|
Kısaca
"Tuzla"
Tarihi
İnternet' te Tuzla-bld.gov.tr adresinden Tuzla' nın tarihiyle ilgili şu bilgiler veriliyor: Tuzla' nın tarihi çok eski olmakla beraber tarihi kaynaklardan edinilen bilgilere istinaden, yerleşik hayat milâttan öncesine dayanmaktadır. 1403 tarihinde, ismi tesbit edilemeyen Peçenek Türklerinden bir komutanın 1500 kişilik bir orduyla bu bölgede bir gece kaldığı belirtilmektedir. Bizanslılar Haçlılardan İstanbul' u geri aldıklarında İmparator 8. Mikhael Plaigos (1243 - 1280 ) ordusunu bu bölgede teşkil etmiş. Buranın bir zamanlar av sahası olduğu tarihi bilgilerden anlaşılmaktadır.

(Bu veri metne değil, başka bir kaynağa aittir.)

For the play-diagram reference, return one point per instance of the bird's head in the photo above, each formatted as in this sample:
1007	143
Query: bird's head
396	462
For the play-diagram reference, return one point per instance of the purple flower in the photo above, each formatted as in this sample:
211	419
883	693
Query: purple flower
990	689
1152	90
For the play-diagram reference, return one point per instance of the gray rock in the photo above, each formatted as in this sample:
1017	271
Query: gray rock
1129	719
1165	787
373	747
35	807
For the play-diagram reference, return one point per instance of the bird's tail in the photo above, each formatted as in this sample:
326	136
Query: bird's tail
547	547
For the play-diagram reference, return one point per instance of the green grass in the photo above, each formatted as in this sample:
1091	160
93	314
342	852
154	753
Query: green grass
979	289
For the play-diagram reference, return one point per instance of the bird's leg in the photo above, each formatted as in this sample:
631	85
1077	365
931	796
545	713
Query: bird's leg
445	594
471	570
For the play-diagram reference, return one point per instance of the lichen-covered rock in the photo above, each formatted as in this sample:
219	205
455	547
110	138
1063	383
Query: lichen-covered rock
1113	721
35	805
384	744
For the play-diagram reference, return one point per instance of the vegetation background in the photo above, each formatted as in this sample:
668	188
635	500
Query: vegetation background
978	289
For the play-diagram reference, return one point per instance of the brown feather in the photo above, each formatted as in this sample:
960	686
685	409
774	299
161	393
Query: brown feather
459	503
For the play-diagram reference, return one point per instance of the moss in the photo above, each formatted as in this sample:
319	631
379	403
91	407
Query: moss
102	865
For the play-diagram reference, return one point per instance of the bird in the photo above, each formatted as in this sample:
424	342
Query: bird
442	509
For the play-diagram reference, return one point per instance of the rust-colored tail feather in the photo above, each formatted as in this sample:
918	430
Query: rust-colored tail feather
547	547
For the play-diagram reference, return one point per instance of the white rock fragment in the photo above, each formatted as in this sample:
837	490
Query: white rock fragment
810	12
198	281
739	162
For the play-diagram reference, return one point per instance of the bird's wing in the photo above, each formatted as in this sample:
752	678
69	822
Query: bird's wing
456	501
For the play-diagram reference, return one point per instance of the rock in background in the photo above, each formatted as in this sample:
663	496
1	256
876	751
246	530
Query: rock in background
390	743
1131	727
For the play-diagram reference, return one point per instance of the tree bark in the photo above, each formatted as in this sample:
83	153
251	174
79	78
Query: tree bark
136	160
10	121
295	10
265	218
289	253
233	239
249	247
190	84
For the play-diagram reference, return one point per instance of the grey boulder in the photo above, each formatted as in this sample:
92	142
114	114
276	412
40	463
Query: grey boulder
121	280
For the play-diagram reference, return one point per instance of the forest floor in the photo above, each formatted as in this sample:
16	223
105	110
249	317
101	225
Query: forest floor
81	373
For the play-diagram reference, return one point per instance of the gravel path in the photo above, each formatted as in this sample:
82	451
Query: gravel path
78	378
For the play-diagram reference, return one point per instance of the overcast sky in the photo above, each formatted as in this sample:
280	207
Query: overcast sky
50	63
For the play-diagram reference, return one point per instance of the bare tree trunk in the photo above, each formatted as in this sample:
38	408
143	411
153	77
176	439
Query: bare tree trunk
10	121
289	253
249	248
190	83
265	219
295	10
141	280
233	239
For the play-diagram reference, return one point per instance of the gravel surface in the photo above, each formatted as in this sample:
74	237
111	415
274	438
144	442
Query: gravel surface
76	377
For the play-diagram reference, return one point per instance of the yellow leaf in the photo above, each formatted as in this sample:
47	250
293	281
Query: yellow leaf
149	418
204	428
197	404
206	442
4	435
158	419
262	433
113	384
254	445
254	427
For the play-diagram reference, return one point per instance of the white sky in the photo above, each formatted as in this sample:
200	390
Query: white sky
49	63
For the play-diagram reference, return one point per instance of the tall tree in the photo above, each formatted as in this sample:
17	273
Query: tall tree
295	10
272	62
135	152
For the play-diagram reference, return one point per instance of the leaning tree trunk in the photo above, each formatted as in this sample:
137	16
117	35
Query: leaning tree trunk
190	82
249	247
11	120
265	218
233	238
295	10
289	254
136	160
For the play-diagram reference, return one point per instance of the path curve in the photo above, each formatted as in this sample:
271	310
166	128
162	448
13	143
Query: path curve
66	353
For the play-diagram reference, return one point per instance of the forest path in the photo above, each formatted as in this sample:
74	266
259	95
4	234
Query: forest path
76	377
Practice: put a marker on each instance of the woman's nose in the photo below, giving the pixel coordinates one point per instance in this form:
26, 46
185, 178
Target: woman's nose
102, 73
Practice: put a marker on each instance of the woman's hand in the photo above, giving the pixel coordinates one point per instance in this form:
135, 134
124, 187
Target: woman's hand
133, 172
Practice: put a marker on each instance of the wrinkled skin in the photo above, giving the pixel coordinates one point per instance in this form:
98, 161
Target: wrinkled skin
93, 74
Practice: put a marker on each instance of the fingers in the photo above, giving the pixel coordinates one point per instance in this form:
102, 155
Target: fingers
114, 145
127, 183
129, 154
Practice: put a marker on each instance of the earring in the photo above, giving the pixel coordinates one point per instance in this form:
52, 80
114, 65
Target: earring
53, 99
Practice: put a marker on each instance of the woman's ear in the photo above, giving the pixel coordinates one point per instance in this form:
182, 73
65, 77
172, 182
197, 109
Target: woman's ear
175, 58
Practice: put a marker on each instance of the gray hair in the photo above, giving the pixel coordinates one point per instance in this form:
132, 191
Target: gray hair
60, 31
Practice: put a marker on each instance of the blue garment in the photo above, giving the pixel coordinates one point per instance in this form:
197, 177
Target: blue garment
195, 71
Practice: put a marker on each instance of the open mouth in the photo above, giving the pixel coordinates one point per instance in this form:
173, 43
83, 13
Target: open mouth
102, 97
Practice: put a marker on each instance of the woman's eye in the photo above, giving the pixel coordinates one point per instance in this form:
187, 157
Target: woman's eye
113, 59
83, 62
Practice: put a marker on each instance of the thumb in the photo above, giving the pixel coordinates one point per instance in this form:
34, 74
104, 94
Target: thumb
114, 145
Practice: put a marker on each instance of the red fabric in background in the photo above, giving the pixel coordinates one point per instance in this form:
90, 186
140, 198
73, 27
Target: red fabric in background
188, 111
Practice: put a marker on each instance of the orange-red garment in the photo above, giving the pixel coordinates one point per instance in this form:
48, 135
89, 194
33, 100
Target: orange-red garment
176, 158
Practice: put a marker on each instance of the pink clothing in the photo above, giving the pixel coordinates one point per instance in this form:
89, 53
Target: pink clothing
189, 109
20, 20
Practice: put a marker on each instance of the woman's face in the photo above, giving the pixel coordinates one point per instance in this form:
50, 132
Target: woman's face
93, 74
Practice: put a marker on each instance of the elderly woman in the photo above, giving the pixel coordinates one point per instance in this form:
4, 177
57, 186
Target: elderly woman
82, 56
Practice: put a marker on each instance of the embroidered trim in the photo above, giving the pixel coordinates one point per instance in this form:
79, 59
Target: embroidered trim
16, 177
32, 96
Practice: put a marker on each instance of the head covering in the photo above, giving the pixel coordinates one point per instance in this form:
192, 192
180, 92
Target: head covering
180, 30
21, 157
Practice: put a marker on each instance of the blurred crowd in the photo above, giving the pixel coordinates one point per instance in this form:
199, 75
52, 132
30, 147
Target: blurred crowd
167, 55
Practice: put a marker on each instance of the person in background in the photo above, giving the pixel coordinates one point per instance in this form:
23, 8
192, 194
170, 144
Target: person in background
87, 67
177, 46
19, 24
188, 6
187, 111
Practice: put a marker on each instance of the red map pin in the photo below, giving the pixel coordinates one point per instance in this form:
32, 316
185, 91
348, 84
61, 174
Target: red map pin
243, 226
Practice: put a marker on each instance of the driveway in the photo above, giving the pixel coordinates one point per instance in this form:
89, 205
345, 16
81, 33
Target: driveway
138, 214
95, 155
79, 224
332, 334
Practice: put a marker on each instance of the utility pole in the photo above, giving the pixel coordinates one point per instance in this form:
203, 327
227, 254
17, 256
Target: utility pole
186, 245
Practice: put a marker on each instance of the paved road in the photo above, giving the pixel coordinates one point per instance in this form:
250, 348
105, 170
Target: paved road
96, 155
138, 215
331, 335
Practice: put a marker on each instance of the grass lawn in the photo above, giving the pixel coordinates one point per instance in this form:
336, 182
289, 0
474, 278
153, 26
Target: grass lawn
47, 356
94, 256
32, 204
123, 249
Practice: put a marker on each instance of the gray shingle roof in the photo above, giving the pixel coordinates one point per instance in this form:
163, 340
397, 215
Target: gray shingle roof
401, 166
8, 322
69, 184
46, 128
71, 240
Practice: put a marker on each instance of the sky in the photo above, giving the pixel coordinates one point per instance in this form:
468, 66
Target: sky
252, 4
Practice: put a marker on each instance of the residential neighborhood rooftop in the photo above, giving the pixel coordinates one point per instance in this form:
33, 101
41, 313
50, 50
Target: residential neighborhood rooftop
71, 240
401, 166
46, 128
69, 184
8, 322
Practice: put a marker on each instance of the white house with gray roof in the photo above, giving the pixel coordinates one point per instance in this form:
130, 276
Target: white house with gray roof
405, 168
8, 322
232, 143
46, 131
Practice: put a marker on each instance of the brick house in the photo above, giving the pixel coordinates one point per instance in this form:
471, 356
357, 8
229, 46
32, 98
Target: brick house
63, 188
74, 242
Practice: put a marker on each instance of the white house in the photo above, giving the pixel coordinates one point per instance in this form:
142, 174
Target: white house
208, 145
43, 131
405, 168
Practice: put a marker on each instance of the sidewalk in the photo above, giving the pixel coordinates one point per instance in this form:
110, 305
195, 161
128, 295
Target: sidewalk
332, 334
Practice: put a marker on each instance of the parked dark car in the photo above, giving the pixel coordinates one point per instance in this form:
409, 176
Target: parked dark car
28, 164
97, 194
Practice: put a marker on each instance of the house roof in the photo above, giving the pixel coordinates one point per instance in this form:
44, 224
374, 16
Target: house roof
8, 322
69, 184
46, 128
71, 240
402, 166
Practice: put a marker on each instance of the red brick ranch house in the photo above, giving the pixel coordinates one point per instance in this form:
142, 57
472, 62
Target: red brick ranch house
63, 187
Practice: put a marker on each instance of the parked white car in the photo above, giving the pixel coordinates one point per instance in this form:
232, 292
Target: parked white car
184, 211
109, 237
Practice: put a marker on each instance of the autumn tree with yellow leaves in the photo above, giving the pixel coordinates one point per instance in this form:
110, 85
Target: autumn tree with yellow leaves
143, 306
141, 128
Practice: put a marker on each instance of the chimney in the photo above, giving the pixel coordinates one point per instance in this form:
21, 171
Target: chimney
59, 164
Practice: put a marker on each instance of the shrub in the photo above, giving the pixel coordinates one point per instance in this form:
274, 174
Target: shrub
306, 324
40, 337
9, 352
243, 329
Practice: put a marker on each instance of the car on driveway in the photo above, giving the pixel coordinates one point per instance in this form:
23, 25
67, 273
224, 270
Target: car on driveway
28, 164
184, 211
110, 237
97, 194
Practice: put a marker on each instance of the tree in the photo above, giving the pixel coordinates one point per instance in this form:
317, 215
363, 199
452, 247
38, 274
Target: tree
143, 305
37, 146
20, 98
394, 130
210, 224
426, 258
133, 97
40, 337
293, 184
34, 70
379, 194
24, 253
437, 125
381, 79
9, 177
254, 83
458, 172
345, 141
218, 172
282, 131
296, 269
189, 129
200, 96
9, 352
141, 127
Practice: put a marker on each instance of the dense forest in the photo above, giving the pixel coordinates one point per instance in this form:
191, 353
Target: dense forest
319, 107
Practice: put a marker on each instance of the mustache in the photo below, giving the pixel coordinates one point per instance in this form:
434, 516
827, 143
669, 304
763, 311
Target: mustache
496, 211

Abdurrahman Gazi döneminde Tuzla Osmanlı Donanmasının gemilerine kalafat yeri ve liman olmuştur. O dönemde Rumlardan, Türklerden oluşan halk geçimini balıkçılık, zeytincilik ve tütün işletmeciliği ile sağlamış. Tuzla 1400 yılında Yıldırım Beyazıt zamanında kesin olarak Osmanlı Topraklarına katılmış. Osmanlı İmparatorluğunun son döneminde çeşitli yörelerden ve Balkanlardan gelen 70 kadar göçmen aile Tuzla' ya yerleştirilince, Rum nüfusun bir bölümü gitmiş, boşalan çok sayıda ahşap ev, büyük bir yangın sonucu yok olmuş. 1912 yılına kadar Rum Balıkçı Köyü özeliğini koruyan Tuzla' ya 1924 yılında Lozan Antlaşması gereği Atatürk' ün emriyle gerçekleştirilen mübadelede Rumların yerine Selânik, Drama, Kavala, Kılkış' dan gelen Türkler yerleştirilmişler......
|
|
|
|
|
|
|
Tuzla' ya
Geliş ve Yaşantı...
Tuzla Mercan Yuvası koyuna ilk defa Avni Bey' in Esen teknesiyle 1960 yılı ilk baharında geldik.
Denizden bakışta sahildeki güzel kumsalın ötesinde, gerilere doğru boş alan içinde maki çalılıklarının ve seyrek te olsa Sakız ağaçlarının hakim olduğu sakin ve güzel bir ortam intibaını bırakıyordu.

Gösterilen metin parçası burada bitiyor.